Instruction
About HW8
Question 1 [50 Points] Sovling SVM using Quadratic Programming
- a) [25 points] The Primal Form
- b) [25 points] The Dual Form
Question 2 [20 Points] Linearly nonseparable SVM
Question 3 [30 Points] Penalized Loss Linear SVM

Instruction

Students are encouraged to work together on homework. However, sharing, copying, or providing any part of a homework solution or code is an infraction of the University’s rules on Academic Integrity. Any violation will be punished as severely as possible. Final submissions must be uploaded to compass2g. No email or hardcopy will be accepted. For late submission policy and grading rubrics, please refer to the course website.

What is expected for the submission to Gradescope
- You are required to submit one rendered PDF file HWx_yourNetID.pdf. For example, HW01_rqzhu.pdf. Please note that this must be a .pdf file generated by a .Rmd file. .html format cannot be accepted.
- Please follow the instructions on Gradescope to select corresponding PDF pages for each question.
Please note that your homework file is a PDF report instead of a messy collection of R codes. This report should include:
- Your Name and NetID. (Replace Ruoqing Zhu (rqzhu) by your name and NetID if you are using this template).
- Make all of your R code chunks visible for grading.
- Relevant outputs from your R code chunks that support your answers.
- Provide clear answers or conclusions for each question. For example, you could start with Answer: I fit SVM with the following choice of tuning parameters ...
- Many assignments require your own implementation of algorithms. Basic comments are strongly encouraged to explain the logic to our graders. However, line-by-line code comments are unnecessary.
Requirements regarding the .Rmd file.
- You do NOT need to submit Rmd files. However, your PDF file should be rendered directly from it.
- Make sure that you set random seeds for simulation or randomized algorithms so that the results are reproducible. If a specific seed number is not provided in the homework, you can consider using your NetID.
- For some questions, there will be restrictions on what packages/functions you can use.
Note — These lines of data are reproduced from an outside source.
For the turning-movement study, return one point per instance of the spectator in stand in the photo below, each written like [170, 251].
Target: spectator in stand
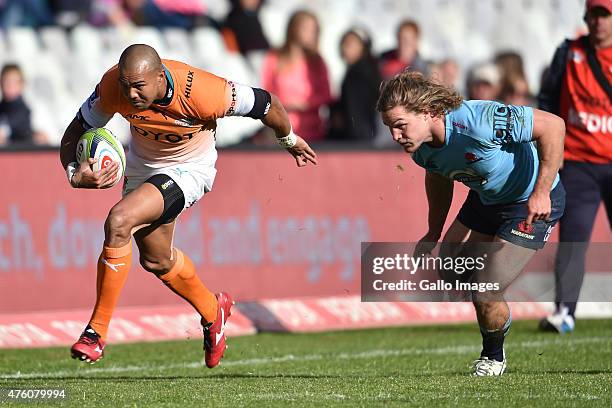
[514, 87]
[484, 82]
[185, 14]
[510, 65]
[69, 13]
[354, 116]
[30, 13]
[297, 74]
[446, 72]
[515, 91]
[15, 115]
[117, 13]
[242, 30]
[577, 88]
[406, 55]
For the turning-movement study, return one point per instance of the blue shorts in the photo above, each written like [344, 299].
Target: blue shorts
[507, 221]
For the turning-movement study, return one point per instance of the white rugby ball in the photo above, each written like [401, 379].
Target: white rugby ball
[101, 144]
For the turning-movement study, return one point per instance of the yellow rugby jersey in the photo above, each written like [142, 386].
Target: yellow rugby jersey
[181, 130]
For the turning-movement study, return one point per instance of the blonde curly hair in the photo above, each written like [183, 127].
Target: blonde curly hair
[418, 94]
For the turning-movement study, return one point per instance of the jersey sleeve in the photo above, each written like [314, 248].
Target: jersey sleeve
[101, 105]
[211, 96]
[511, 123]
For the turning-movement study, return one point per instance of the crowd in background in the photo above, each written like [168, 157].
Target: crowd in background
[296, 72]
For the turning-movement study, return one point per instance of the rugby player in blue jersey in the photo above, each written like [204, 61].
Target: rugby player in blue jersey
[515, 195]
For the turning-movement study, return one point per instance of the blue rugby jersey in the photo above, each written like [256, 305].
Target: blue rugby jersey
[487, 147]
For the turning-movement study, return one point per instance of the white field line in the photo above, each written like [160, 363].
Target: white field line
[377, 353]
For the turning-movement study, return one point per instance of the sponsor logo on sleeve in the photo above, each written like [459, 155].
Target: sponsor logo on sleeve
[189, 84]
[502, 123]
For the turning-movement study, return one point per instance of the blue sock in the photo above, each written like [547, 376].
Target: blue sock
[493, 341]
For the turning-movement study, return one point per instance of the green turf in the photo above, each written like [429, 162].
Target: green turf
[410, 366]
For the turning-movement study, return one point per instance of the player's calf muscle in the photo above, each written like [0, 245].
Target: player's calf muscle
[118, 227]
[155, 265]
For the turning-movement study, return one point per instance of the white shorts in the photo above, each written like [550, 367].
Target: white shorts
[194, 178]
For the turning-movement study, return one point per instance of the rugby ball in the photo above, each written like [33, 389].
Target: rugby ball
[101, 144]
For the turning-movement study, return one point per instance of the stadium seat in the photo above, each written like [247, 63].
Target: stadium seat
[147, 35]
[232, 66]
[86, 42]
[55, 39]
[177, 45]
[274, 24]
[208, 44]
[22, 42]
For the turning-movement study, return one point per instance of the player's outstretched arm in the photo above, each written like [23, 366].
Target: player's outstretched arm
[439, 192]
[549, 133]
[81, 175]
[277, 119]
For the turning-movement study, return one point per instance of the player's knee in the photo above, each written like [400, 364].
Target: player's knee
[118, 225]
[157, 266]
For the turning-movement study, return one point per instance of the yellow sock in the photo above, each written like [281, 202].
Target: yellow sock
[184, 281]
[113, 267]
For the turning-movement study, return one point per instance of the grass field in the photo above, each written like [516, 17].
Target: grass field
[411, 366]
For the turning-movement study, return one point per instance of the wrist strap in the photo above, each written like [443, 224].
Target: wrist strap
[288, 141]
[70, 170]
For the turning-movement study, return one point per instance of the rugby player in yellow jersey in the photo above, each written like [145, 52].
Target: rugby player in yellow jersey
[172, 109]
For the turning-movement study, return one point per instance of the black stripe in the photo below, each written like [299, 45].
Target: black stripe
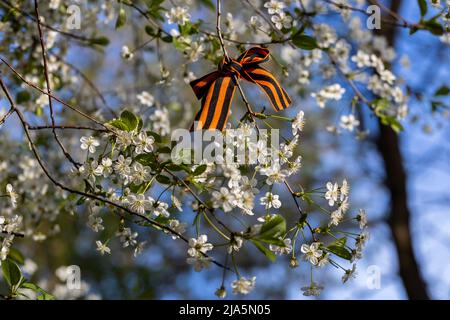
[287, 96]
[256, 76]
[270, 94]
[226, 108]
[213, 103]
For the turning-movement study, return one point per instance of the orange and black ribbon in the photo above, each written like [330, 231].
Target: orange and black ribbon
[216, 89]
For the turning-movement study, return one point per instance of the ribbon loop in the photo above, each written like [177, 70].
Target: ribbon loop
[216, 89]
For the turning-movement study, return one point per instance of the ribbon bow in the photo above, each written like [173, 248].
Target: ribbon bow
[216, 89]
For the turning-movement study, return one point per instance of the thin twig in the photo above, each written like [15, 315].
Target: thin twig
[49, 90]
[81, 193]
[77, 37]
[30, 84]
[6, 116]
[65, 127]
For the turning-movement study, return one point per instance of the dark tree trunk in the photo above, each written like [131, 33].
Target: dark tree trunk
[396, 182]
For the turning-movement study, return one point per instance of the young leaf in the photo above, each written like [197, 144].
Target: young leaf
[121, 18]
[340, 242]
[119, 124]
[23, 96]
[269, 254]
[272, 230]
[11, 272]
[423, 7]
[42, 294]
[16, 256]
[163, 179]
[129, 119]
[200, 169]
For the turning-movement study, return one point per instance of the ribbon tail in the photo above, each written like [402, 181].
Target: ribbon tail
[278, 97]
[215, 105]
[201, 85]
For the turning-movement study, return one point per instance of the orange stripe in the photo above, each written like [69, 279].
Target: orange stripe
[266, 73]
[205, 107]
[220, 102]
[274, 93]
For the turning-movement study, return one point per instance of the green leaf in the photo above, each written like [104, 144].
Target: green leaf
[16, 256]
[101, 41]
[43, 295]
[149, 30]
[340, 242]
[442, 91]
[340, 252]
[163, 179]
[11, 272]
[156, 136]
[199, 170]
[305, 42]
[167, 39]
[269, 254]
[423, 7]
[130, 120]
[121, 18]
[164, 149]
[22, 96]
[393, 123]
[146, 159]
[209, 4]
[119, 124]
[272, 230]
[434, 27]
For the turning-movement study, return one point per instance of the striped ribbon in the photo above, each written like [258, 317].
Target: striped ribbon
[216, 89]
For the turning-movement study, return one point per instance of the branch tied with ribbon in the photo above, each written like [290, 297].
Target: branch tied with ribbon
[216, 89]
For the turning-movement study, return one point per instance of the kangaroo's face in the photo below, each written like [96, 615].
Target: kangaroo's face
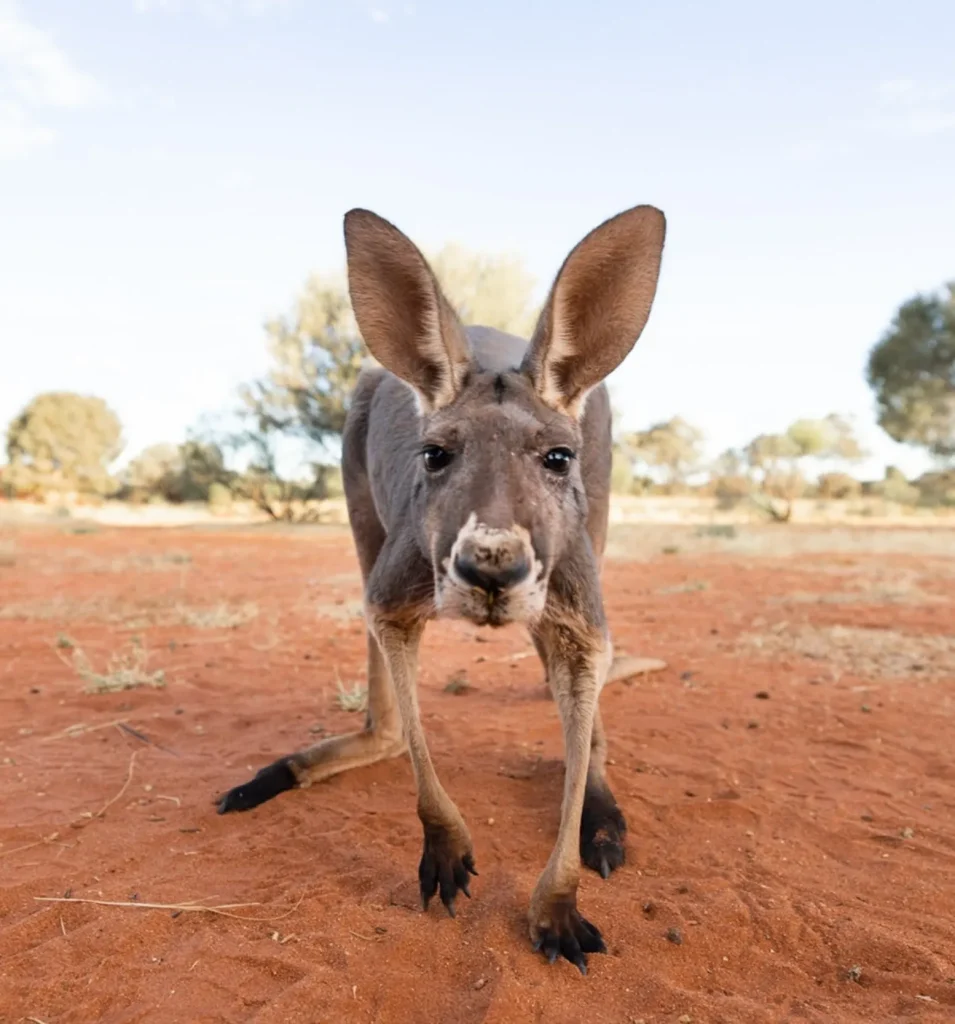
[497, 494]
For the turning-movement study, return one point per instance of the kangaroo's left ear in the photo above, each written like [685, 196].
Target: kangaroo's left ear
[597, 308]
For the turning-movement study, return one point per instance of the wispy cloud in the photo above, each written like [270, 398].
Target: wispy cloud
[384, 13]
[19, 132]
[35, 75]
[218, 10]
[908, 107]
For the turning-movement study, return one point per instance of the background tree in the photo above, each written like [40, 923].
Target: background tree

Please read the requirements carefully. As long as the question does not specify such restrictions, you can use anything.

About HW8

In this HW, we will code both the primal and dual form of SVM and utilize a general quadratic programming (quadprog package) solve to help us obtain the solution.

Question 1 [50 Points] Sovling SVM using Quadratic Programming

Install the quadprog package. The same package is also available in Python. However, make sure to read their documentations carefully. We will utilize the function solve.QP to solve SVM. This function is trying to perform the minimization problem: \[\begin{align} \text{minimize} & \quad \frac{1}{2} b^T \mathbf{D} b - d^T b, \nonumber \\ \text{subject to} & \quad \mathbf{A}^T b \geq b_0, \nonumber \end{align}\] where \(b\) is the unknown parameter. For more details, read the documentation of the package on CRAN. Use our the provided training data. This is a linearly separable problem.

  # this is how I generate the data
  # set.seed(3)
  # n = 30
  # p = 2
  # xpos = matrix(rnorm(n*p, mean=0, sd=1), n, p)
  # xneg = matrix(rnorm(n*p, mean=3, sd=1), n, p)
  # x = rbind(xpos, xneg)
  # y = matrix(c(rep(1, n), rep(-1, n)))
  # 
  # train = data.frame(x1 = x[, 1], x2 = x[, 2], y = y)
  # write.csv(train, "SVM-Q1.csv", row.names = FALSE)

  train = read.csv("SVM-Q1.csv")
  x = as.matrix(train[, 1:2])
  y = train[, 3]
  
  plot(x, col=ifelse(y>0,"darkorange", "deepskyblue"), pch = 19, xlab = "x1", ylab = "x2")
  legend("topleft", c("Positive","Negative"), col=c("darkorange", "deepskyblue"), 
         pch=c(19, 19), text.col=c("darkorange", "deepskyblue"))

a) [25 points] The Primal Form

Use the formulation defined on page 13 of the SVM lecture note. The primal problem is

\[ \begin{align} \quad \underset{\beta_{0}, \boldsymbol{\beta}}{\text{minimize}} &\quad \frac{1}{2} \|\boldsymbol{\beta}\|^{2} \\ \text{subject to} &\quad y_{i}\left(x_{i}^{\top} \boldsymbol{\beta}+\beta_{0}\right) \geq 1, \,\, \text{for} \,\, i=1, \ldots, n \end{align} \]

Perform the following:

Let \(b = (\beta_0, \boldsymbol \beta)\) in the solve.QP() function. Properly define \(\mathbf{D}\), \(d\), \(\mathbf{A}\) and \(b_0\) corresponding to this \(b\) for the linearly separable SVM primal problem.
Calculate the decision function by solving this optimization problem with the solve.QP() function.
Report our \(\beta_0\) and \(\boldsymbol \beta\)
Plot the decision line on top the previous training data scatter plot. Include the two margin lines. Clearly mark the support vectors.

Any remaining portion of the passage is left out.